In order for the doctrine of judicial precedent to work, it is necessary to be able to determine what a point of law is. In the course of delivering a judgment, the judge will set out their reasons for reaching a decision. The reasons which are necessary for them to reach their decision amount to the ratio decidendi of the case. The ratio decidendi forms the legal principle which is a binding precedent meaning it must be followed in future cases containing the same material facts. It is important to separate the ratio decidendi from the obiter dicta.
The obiter dicta is things stated in the course of a judgment which are not necessary for the decision. For example in R v Howe & Bannister  2 WLR 568 Case summary the House of Lords held that the defence of duress was not available to murder. This was the ratio decidendi of the case. The House of Lords went on to consider whether the defnce should be available to those who attempt murder and stated obiter dicta that the defence of duress should not be available to attempted murder.

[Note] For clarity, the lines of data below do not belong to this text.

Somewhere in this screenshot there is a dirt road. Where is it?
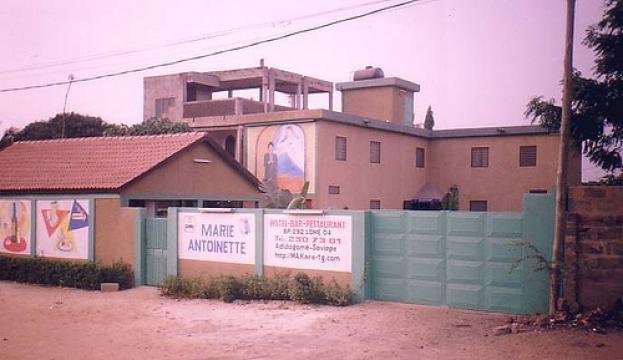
[0,282,623,360]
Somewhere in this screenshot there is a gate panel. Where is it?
[144,218,167,286]
[370,205,553,313]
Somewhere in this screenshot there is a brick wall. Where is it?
[564,186,623,308]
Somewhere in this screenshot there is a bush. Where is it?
[161,273,354,306]
[0,256,134,290]
[288,273,326,304]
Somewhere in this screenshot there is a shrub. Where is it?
[161,273,354,306]
[0,256,134,290]
[288,273,326,304]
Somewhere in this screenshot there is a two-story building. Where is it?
[144,65,581,211]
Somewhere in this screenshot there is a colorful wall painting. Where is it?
[36,199,90,260]
[0,199,31,255]
[247,124,315,193]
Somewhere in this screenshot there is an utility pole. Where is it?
[549,0,575,315]
[61,74,74,139]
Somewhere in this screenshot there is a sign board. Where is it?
[36,199,90,260]
[0,199,31,255]
[264,214,352,272]
[177,213,255,264]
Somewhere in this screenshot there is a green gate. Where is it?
[143,218,167,286]
[369,195,553,313]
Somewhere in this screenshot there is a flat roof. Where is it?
[187,109,552,139]
[335,77,420,92]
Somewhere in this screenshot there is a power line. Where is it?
[0,0,391,74]
[0,0,420,93]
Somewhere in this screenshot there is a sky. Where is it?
[0,0,616,179]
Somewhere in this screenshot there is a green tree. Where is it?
[424,105,435,130]
[0,112,192,149]
[525,0,623,172]
[103,118,192,136]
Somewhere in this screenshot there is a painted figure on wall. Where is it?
[256,124,305,192]
[0,201,30,253]
[262,141,278,190]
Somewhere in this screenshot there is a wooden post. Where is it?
[549,0,575,315]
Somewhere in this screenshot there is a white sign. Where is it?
[36,199,90,260]
[177,213,255,264]
[264,214,352,272]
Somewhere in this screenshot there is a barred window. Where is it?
[329,185,340,195]
[370,141,381,164]
[415,148,426,168]
[472,147,489,167]
[155,98,175,119]
[370,200,381,209]
[335,136,347,161]
[519,146,536,167]
[469,200,487,211]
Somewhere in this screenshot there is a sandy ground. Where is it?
[0,282,623,360]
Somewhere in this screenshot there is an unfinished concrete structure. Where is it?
[144,66,581,211]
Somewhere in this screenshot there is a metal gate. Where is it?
[143,218,167,286]
[369,200,553,313]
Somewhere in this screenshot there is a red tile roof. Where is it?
[0,132,211,192]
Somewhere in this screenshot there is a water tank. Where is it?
[353,66,385,81]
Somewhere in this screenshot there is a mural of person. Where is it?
[274,125,305,191]
[0,201,30,253]
[262,141,278,190]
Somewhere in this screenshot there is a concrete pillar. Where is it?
[234,125,243,164]
[296,82,303,110]
[268,76,275,112]
[303,80,309,110]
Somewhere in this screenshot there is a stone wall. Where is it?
[564,186,623,309]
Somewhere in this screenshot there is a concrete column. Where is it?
[234,125,243,164]
[268,76,275,112]
[303,80,309,110]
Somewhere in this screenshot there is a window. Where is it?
[469,200,487,211]
[415,148,426,168]
[335,136,346,161]
[472,147,489,167]
[370,141,381,164]
[156,98,175,118]
[530,189,547,194]
[519,146,536,167]
[225,135,236,157]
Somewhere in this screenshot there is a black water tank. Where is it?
[353,66,385,81]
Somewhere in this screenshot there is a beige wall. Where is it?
[95,198,136,269]
[122,143,259,198]
[342,86,413,125]
[313,121,430,209]
[428,134,580,211]
[178,259,255,278]
[143,74,186,121]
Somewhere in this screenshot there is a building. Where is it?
[144,65,581,211]
[0,132,260,270]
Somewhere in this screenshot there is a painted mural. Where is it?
[37,199,90,259]
[256,124,305,192]
[0,200,31,254]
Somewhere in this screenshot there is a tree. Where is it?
[0,112,192,149]
[525,0,623,172]
[424,105,435,130]
[103,118,192,136]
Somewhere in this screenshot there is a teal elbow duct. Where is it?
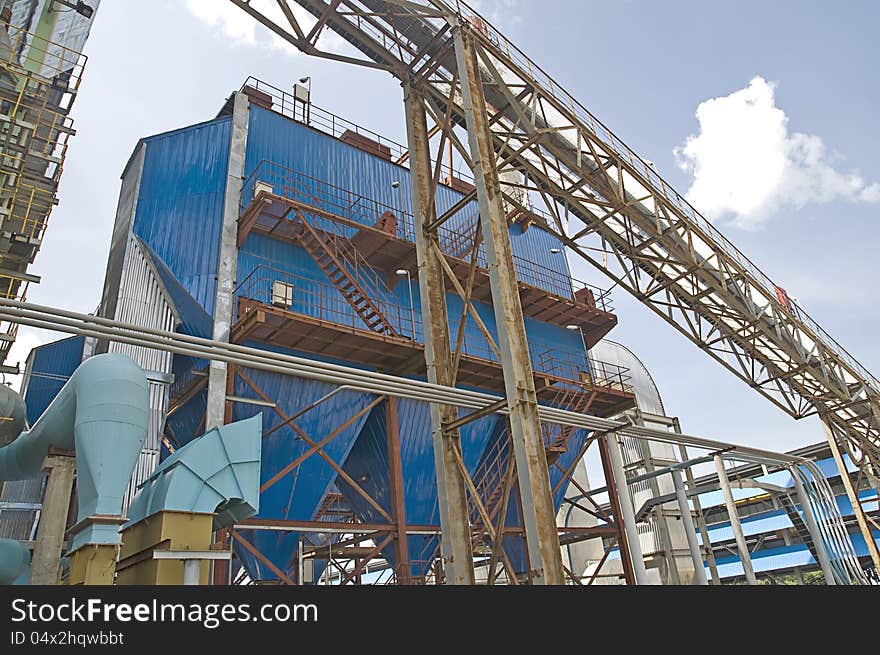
[0,539,31,585]
[0,385,27,446]
[122,414,263,530]
[0,353,149,552]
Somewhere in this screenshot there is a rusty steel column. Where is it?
[403,84,475,585]
[30,453,76,585]
[455,26,565,585]
[385,397,412,585]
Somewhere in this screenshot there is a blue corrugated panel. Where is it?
[715,544,816,578]
[233,369,373,580]
[244,106,571,294]
[336,399,497,576]
[22,337,85,425]
[237,234,588,378]
[487,426,590,573]
[134,118,230,314]
[165,384,208,447]
[142,244,213,339]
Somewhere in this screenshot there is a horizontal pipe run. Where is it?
[0,299,807,465]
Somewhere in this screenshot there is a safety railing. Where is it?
[235,266,422,341]
[536,348,632,393]
[241,160,415,241]
[241,160,614,312]
[241,76,473,187]
[241,77,407,159]
[439,0,880,393]
[235,265,631,392]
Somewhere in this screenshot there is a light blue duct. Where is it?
[0,385,27,446]
[0,539,31,585]
[0,353,150,552]
[122,414,263,530]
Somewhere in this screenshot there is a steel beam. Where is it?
[455,26,565,585]
[671,470,709,585]
[205,93,249,430]
[385,398,412,585]
[714,455,758,585]
[820,416,880,573]
[30,454,76,585]
[404,84,476,585]
[605,432,651,585]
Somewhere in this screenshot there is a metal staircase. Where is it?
[293,210,400,337]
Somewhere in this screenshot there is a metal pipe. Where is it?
[671,470,709,585]
[183,559,202,587]
[605,432,651,585]
[0,299,809,465]
[790,467,837,585]
[714,455,758,585]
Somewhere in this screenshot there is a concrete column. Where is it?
[789,467,837,585]
[455,26,565,585]
[30,454,76,585]
[605,433,651,585]
[404,85,475,585]
[205,93,248,431]
[672,471,709,585]
[385,397,412,585]
[714,455,758,585]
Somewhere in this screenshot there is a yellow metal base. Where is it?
[116,512,214,585]
[67,544,119,585]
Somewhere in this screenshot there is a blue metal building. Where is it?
[46,80,633,582]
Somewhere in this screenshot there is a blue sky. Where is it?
[13,0,880,456]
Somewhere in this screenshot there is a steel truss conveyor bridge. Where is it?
[232,0,880,569]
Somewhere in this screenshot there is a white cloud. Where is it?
[469,0,523,27]
[186,0,356,56]
[675,76,880,229]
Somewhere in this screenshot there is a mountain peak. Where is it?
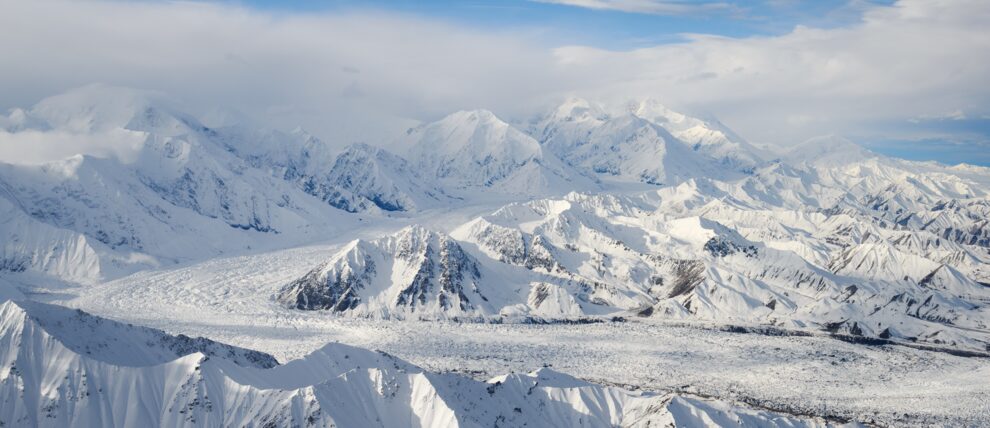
[29,84,199,135]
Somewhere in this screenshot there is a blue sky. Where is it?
[0,0,990,165]
[228,0,893,49]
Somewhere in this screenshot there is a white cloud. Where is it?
[533,0,735,15]
[0,129,146,164]
[0,0,990,154]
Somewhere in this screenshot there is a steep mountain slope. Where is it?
[537,100,725,185]
[628,98,766,171]
[0,301,848,427]
[0,86,349,280]
[286,174,990,350]
[400,110,597,196]
[277,226,524,318]
[530,99,762,184]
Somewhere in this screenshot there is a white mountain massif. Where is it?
[0,300,852,428]
[0,85,990,426]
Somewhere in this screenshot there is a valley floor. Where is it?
[17,245,990,425]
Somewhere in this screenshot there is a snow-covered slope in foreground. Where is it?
[0,300,852,427]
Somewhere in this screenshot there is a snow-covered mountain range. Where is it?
[0,85,990,350]
[0,300,852,427]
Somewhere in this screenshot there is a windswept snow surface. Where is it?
[48,242,990,426]
[0,85,990,425]
[0,300,856,427]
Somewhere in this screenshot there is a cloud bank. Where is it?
[0,0,990,163]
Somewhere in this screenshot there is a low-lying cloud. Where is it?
[0,0,990,160]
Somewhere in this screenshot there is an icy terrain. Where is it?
[0,85,990,425]
[0,300,860,427]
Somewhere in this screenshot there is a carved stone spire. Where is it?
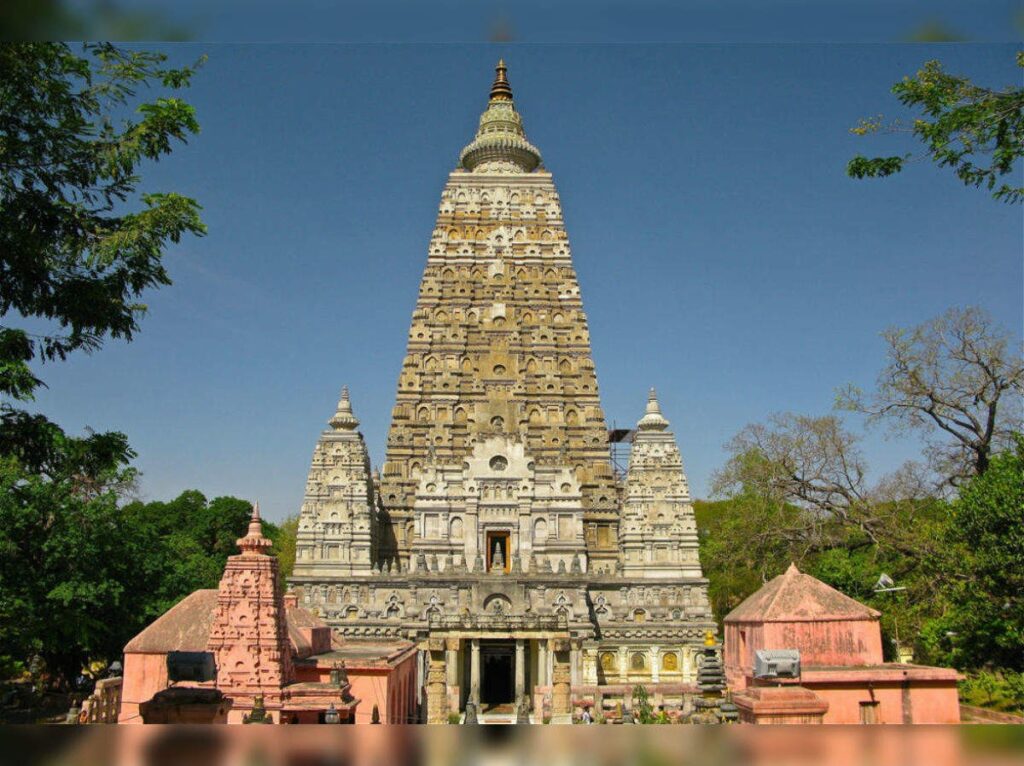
[459,60,541,173]
[490,58,512,101]
[234,501,273,556]
[637,388,669,431]
[328,386,359,431]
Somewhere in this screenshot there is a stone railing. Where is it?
[429,614,568,631]
[78,677,122,723]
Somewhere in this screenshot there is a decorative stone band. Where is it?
[459,135,541,173]
[429,614,568,631]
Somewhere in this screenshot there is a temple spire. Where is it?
[328,386,359,431]
[637,388,669,431]
[490,58,512,101]
[234,500,273,555]
[459,60,541,173]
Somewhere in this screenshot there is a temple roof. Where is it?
[725,564,881,623]
[637,388,669,431]
[459,60,541,173]
[125,588,217,654]
[125,589,327,655]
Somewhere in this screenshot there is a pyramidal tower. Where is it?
[381,61,617,570]
[292,61,714,720]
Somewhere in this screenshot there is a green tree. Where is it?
[693,490,807,623]
[847,52,1024,203]
[837,307,1024,486]
[0,43,205,468]
[939,434,1024,672]
[266,513,299,581]
[0,434,162,680]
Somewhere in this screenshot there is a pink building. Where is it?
[724,564,959,723]
[118,507,416,724]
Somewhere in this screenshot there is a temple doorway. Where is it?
[487,531,512,573]
[480,640,515,713]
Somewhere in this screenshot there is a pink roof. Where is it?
[125,590,327,654]
[725,564,881,623]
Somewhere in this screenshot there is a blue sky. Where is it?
[28,43,1024,519]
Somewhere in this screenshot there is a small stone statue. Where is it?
[515,699,529,724]
[490,546,505,573]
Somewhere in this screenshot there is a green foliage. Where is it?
[959,671,1024,713]
[0,466,264,681]
[0,43,205,413]
[693,493,801,624]
[633,686,657,723]
[263,513,299,582]
[847,52,1024,203]
[935,434,1024,671]
[837,306,1024,486]
[0,437,155,679]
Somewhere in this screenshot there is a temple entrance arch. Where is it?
[480,639,515,713]
[486,530,512,575]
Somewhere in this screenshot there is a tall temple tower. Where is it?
[292,61,715,720]
[381,61,618,571]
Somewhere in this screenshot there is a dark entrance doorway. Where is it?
[480,641,515,713]
[487,531,512,575]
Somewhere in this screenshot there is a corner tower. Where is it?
[379,61,618,571]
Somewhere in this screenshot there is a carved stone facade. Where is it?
[292,63,715,721]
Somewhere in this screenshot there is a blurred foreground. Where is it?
[0,726,1024,766]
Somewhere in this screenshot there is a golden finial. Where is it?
[490,58,512,101]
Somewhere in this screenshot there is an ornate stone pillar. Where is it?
[427,638,449,723]
[444,638,462,713]
[583,641,597,686]
[551,638,572,723]
[515,638,526,710]
[681,646,693,683]
[569,640,583,686]
[469,638,480,707]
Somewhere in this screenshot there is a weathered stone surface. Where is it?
[292,66,715,718]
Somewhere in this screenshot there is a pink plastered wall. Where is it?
[804,684,961,724]
[725,620,882,689]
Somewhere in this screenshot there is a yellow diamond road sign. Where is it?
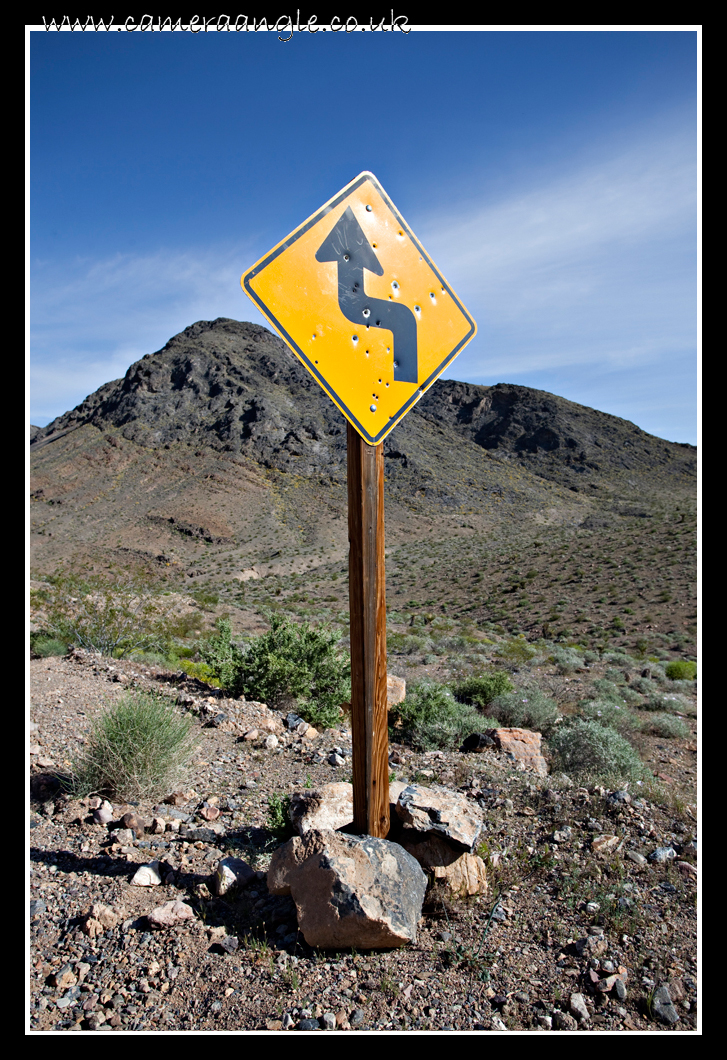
[241,173,477,445]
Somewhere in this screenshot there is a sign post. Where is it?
[241,173,477,837]
[348,423,389,838]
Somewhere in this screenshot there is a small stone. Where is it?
[211,858,255,898]
[51,965,77,987]
[93,799,113,825]
[148,899,194,928]
[590,835,621,854]
[121,813,146,840]
[570,993,590,1023]
[386,673,406,709]
[614,975,627,1001]
[290,783,353,835]
[131,862,161,887]
[486,728,548,777]
[649,847,676,863]
[652,984,679,1026]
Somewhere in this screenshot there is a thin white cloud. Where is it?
[420,129,696,379]
[31,124,696,438]
[30,248,270,426]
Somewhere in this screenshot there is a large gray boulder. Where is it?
[267,831,427,950]
[396,784,484,853]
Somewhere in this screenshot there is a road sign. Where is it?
[241,173,477,445]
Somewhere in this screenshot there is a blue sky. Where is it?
[29,30,697,442]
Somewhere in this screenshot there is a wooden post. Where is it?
[348,423,389,838]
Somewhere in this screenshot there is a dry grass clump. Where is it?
[70,692,196,799]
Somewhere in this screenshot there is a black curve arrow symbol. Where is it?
[316,206,419,383]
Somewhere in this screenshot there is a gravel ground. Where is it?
[29,653,698,1032]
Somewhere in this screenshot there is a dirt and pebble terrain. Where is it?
[30,652,697,1031]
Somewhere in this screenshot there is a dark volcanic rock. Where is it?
[31,317,695,493]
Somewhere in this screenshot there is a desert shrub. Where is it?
[69,692,196,799]
[549,718,648,780]
[587,677,623,703]
[631,677,658,695]
[487,688,560,734]
[581,700,639,732]
[389,681,496,750]
[386,633,432,655]
[497,637,537,664]
[641,713,691,740]
[177,658,220,688]
[620,685,641,707]
[641,692,692,714]
[199,615,351,728]
[199,618,243,694]
[603,652,638,670]
[31,633,68,658]
[664,659,696,681]
[38,572,172,658]
[550,648,584,674]
[453,670,513,709]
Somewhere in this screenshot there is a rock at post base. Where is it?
[267,831,427,950]
[290,783,353,835]
[401,832,487,897]
[396,784,484,853]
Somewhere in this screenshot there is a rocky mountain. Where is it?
[31,318,695,580]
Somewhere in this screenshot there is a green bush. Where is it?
[631,677,658,695]
[487,688,560,735]
[641,692,692,714]
[31,633,68,658]
[641,713,691,740]
[38,572,172,658]
[69,692,196,799]
[581,700,639,732]
[549,719,648,780]
[497,637,537,664]
[389,681,497,750]
[453,670,513,709]
[199,615,351,728]
[177,658,220,688]
[550,648,584,674]
[664,659,696,681]
[586,677,623,703]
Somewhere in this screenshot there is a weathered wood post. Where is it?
[348,423,389,838]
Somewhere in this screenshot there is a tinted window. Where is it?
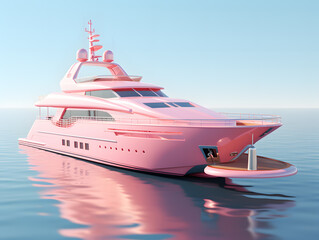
[85,90,117,98]
[116,89,140,97]
[174,102,194,107]
[166,102,178,107]
[76,65,112,82]
[63,110,89,119]
[144,103,169,108]
[154,90,167,97]
[137,90,158,97]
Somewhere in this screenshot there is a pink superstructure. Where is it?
[19,21,296,177]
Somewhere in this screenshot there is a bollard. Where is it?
[247,146,257,170]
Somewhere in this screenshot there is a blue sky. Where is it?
[0,0,319,108]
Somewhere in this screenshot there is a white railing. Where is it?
[41,113,281,127]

In addition to binding precedents, there exists persuasive precedents. These consist of judicial statements which are not binding but may be taken into account. For example, the obiter dicta from R v Howe & Bannister was followed by the House of Lords in R v Gotts  2 AC 412 Case summary which held that the defence of duress was not available to attempted murder. A form of persuasive precedent is obiter dicta. Persuasive precedents also include case law from other jurisdictions and traditionally the Privy Council decisions have been merely persuasive on the English courts. However, exceptionally the Privy Council may be binding:
Attorney General for Jersey v Holley  3 WLR 29 Case summary
Hierarchy of the courts
There exists a hierarchy of the courts. The basic rule is that a court must follow the precedents from a higher court, but they are not bound to follow decisions from courts lower in the hierarchy. A basic outline of the hierarchy is:
European Court of Justice
Supreme Court (formerly House of Lords)
Court of Appeal
All other courts (County, Crown, Magistrates, tribunals – these have no power to create precedents)
Where the precedent was set by a court of the same level, the court is generally bound by the previous decision, but this is subject to exceptions. Different considerations apply depending on the level of court as to whether the court may depart from a previous decision of a court of the same level.